Le renouveau de la musique folklorique : qu’est-ce qui se cache derrière ?

Dans le domaine de l’ethnomusicologie, les « revivals de la musique populaire » sont un objet de recherche bien établi depuis les années 1990. Il s’agit ici d’examiner comment des traditions musicales populaires que l’on croyait perdues ou en voie de disparition sont ravivées dans certaines circonstances, par 1) découverte, 2) examination, 3) normalisation/standardisation et 4) diffusion/publication. Comme le souligne Tamara Livingston (1999, p. 69) dans son célèbre article « Music Revival : Towards a General Theory »[1], certaines composantes de base peuvent être constatées dans presque tous les revivals musicaux :

  1. Les revivals de musique folklorique sont généralement lancés par un petit groupe de passionnés et d’amateurs de musique folklorique* (« core revivalists »), souvent comme une sorte de contre-mouvement à la modernisation, à l’urbanisation, au mainstream, à la technologisation et au capitalisme d’une société.

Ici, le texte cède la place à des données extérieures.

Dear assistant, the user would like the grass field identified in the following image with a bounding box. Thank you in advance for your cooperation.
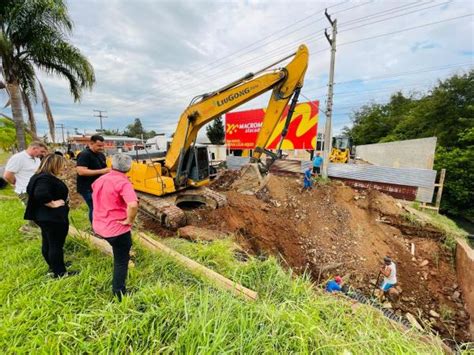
[0,188,441,354]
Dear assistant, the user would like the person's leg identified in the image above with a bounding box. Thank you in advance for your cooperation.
[47,223,69,277]
[37,222,51,268]
[81,191,93,224]
[104,232,132,300]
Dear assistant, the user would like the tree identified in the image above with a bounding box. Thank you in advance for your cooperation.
[206,117,225,144]
[0,0,95,149]
[344,70,474,220]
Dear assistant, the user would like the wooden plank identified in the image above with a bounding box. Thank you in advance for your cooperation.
[435,169,446,209]
[136,232,258,301]
[69,225,135,267]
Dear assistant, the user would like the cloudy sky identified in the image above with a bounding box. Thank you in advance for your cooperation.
[0,0,474,141]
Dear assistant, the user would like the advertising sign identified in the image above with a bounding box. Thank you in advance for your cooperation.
[225,101,319,150]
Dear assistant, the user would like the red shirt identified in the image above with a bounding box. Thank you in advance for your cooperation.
[92,170,138,238]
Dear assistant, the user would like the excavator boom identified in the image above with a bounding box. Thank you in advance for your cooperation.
[164,45,309,185]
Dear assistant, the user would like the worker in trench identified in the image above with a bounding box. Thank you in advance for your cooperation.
[379,256,397,300]
[301,167,314,192]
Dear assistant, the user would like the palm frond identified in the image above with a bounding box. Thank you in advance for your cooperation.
[38,80,56,142]
[21,91,38,139]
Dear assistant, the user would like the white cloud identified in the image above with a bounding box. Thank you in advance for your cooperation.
[3,0,474,138]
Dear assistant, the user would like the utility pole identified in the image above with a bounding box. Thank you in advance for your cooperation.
[94,110,108,132]
[56,123,66,144]
[322,9,337,178]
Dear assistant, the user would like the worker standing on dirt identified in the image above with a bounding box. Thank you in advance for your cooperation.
[326,276,343,293]
[76,135,110,224]
[313,153,323,177]
[301,167,313,192]
[92,154,138,301]
[380,256,397,293]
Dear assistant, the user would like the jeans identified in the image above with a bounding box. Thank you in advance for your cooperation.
[104,232,132,299]
[79,191,93,224]
[36,222,69,276]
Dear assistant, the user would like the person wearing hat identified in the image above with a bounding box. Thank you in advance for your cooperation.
[326,276,343,292]
[380,256,397,293]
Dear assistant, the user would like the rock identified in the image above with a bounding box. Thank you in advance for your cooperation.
[453,291,461,301]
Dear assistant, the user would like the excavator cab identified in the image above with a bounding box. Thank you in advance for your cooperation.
[181,146,210,186]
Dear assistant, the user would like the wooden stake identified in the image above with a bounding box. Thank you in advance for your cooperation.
[135,232,258,301]
[435,169,446,208]
[69,225,135,267]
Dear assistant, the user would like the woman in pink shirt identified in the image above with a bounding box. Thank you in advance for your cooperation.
[92,154,138,301]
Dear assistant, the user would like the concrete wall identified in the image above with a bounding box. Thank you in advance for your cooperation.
[456,240,474,338]
[356,137,436,169]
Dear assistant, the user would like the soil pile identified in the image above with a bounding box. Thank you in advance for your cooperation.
[184,173,469,341]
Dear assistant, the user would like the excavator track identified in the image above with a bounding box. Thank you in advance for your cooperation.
[137,187,227,230]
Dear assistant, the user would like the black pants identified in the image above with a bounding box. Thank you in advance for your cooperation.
[104,232,132,298]
[36,222,69,276]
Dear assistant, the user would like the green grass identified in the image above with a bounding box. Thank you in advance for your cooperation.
[410,204,467,250]
[0,192,441,354]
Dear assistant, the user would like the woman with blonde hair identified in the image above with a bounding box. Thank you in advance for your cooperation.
[24,154,77,278]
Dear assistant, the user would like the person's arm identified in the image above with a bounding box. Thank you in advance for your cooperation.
[76,166,110,176]
[76,153,110,176]
[32,178,65,208]
[119,201,138,226]
[3,170,16,185]
[120,181,138,225]
[380,266,391,277]
[3,155,21,185]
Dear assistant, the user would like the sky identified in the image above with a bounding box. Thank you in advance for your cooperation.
[0,0,474,140]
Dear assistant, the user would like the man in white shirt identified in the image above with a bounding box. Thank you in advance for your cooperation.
[3,141,48,213]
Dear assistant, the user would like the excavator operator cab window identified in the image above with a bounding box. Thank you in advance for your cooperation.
[189,147,209,181]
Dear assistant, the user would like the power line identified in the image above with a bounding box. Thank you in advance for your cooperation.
[304,62,472,92]
[122,5,472,111]
[339,13,474,46]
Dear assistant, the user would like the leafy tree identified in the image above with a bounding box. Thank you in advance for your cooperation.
[0,0,95,149]
[343,70,474,219]
[206,117,225,144]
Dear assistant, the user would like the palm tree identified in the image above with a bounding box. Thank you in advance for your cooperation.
[0,0,95,150]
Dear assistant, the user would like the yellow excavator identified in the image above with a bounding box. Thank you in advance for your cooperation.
[128,45,309,227]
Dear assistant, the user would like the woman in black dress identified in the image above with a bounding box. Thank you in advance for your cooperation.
[25,154,77,278]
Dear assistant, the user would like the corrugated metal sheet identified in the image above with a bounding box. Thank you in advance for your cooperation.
[328,164,436,187]
[227,156,436,203]
[337,178,418,201]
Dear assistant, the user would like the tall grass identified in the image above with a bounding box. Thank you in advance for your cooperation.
[0,193,441,354]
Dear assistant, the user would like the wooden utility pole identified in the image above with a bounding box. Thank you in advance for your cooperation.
[322,9,337,178]
[56,123,66,143]
[94,110,108,132]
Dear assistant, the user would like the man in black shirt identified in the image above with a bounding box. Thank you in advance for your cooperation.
[76,135,110,223]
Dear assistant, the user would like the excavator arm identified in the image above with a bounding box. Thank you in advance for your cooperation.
[164,45,309,185]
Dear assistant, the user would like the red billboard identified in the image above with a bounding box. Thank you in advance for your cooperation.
[225,101,319,150]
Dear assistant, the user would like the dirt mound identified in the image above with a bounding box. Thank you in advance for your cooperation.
[183,173,469,341]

  2. Pour faire revivre une tradition musicale populaire disparue ou que l’on croyait perdue, des sources historiques sont étudiées (instruments, livres de musique, descriptions, enregistrements) et des experts de ces traditions sont interrogés.
  3. L’étude de ces sources primaires se fait souvent sur fond d’une certaine idéologie, que ce soit le nationalisme, le renforcement d’une minorité ethnique, l’anti-mainstream, etc.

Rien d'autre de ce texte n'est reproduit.